A story like that shows just how effective a storytelling and content organization tool Storify can be. But not all the stories on Storify are as serious in nature as Klein’s. Many use Storify as way to simply organize multiple tweets or Facebook posts to create some with more detail and depth. Many Storify stories simply document an event or activity. A recent Storify gives readers an expanded look at FIU Orientation, a build-up to a soccer match or coverage of the Boston Marathon.
However, it was only a few weeks ago that I first delved into the world of Storify for a project I was working on. I’m a contributing writer for the pop culture web publication PopMatters.com. I mostly contribute music and comic book reviews.
Two weeks ago, Netflix premiered the highly anticipate series Daredevil, which is based upon the Marvel comic series of the same name. I am a big comic book fan, so I was extremely excited to binge-watch the series once it was released. At only 13 episodes, I cleared my schedule to ensure I could binge on the entire series without interruption. I then had an idea that if I’m absolutely going to binge-watch the entire series, perhaps that could develop into a review of the series using Twitter. So, I pitched a project to my editor at PopMatters.com where I would watch the entire series in one sitting, and then tweet about it. I would then use Storify to compile my tweets into a singular, knee-jerk reactionary review.
So, I delved into Daredevil episode one and didn’t stop until 13 hours later. During my viewing, I tweeted my thoughts on every episode of the show.

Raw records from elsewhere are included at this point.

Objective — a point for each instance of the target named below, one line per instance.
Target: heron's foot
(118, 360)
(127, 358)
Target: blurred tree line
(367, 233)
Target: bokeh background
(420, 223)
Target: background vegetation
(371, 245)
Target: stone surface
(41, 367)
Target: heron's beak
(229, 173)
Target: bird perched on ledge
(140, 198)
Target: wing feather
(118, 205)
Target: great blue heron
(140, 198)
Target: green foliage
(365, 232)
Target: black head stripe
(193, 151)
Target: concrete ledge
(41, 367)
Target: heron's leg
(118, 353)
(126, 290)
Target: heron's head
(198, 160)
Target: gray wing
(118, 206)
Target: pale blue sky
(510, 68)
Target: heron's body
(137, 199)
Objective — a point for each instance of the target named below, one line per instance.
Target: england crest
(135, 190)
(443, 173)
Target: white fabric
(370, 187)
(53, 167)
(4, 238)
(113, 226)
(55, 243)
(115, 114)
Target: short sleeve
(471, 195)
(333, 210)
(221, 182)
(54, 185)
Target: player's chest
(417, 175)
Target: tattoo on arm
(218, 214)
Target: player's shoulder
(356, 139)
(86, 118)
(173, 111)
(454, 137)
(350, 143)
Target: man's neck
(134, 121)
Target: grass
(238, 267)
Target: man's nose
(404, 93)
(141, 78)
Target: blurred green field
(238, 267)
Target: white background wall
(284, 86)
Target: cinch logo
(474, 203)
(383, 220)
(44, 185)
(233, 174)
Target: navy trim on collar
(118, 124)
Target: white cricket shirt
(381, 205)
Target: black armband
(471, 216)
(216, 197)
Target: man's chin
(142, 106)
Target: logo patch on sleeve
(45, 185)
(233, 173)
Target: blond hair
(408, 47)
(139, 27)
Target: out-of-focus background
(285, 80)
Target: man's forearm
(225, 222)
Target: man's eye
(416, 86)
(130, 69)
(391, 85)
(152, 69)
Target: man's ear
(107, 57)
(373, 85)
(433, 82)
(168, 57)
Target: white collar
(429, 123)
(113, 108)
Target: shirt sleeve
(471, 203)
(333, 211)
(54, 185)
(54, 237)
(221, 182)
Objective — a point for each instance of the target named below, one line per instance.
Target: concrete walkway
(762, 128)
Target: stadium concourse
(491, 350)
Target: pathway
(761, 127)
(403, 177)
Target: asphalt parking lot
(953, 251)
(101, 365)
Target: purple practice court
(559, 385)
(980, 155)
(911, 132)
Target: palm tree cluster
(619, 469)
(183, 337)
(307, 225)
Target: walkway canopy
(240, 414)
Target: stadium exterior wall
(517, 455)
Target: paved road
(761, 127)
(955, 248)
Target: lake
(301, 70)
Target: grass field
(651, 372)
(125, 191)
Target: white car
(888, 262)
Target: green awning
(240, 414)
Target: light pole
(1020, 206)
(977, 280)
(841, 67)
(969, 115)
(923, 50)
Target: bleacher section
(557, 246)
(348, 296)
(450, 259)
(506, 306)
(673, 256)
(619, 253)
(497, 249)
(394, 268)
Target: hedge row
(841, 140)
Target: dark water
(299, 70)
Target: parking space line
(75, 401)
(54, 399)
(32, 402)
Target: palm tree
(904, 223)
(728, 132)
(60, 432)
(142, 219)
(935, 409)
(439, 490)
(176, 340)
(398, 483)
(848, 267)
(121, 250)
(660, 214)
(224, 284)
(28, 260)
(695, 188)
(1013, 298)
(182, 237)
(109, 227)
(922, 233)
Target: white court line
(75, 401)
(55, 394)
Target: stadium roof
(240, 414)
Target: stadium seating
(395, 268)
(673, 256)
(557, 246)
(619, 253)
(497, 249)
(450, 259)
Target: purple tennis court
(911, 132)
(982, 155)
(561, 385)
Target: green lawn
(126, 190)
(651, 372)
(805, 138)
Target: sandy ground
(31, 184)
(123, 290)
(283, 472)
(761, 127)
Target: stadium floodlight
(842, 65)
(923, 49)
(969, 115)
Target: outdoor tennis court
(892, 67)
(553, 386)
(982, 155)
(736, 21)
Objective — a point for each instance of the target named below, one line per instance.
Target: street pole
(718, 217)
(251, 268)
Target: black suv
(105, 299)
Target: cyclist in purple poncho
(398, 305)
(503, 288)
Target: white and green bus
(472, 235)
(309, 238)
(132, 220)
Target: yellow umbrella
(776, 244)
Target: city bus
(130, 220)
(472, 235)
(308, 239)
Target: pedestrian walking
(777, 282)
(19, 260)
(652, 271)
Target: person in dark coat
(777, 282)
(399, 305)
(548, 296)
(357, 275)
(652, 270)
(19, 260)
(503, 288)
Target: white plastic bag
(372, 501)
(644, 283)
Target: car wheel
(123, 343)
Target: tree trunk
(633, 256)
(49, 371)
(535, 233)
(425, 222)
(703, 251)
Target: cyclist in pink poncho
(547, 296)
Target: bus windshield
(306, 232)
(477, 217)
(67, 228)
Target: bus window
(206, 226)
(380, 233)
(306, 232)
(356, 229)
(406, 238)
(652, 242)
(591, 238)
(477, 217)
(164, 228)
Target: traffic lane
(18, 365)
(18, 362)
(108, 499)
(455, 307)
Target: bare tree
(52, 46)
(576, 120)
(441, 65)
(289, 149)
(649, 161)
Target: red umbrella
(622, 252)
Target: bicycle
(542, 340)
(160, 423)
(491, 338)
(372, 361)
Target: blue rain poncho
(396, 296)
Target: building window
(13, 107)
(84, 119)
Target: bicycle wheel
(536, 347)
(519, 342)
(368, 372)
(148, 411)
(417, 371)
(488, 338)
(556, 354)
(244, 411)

I then used Storify to organize my tweets into a real-time, chronological review of all 13 episodes, and then embedded my Storify into my piece, which was on PopMatters.com under the title, “Binging on ‘Daredevil’: Marvel’s Netflix Series Is As Brutal As It Is Compelling.”
After my first use of Storify, I feel as though it is an incredibly useful tool for turning social media posts, often thought of as singular thoughts, into an organized, visually impactful story that really speaks to the importance of social media as a storytelling and reporting tool.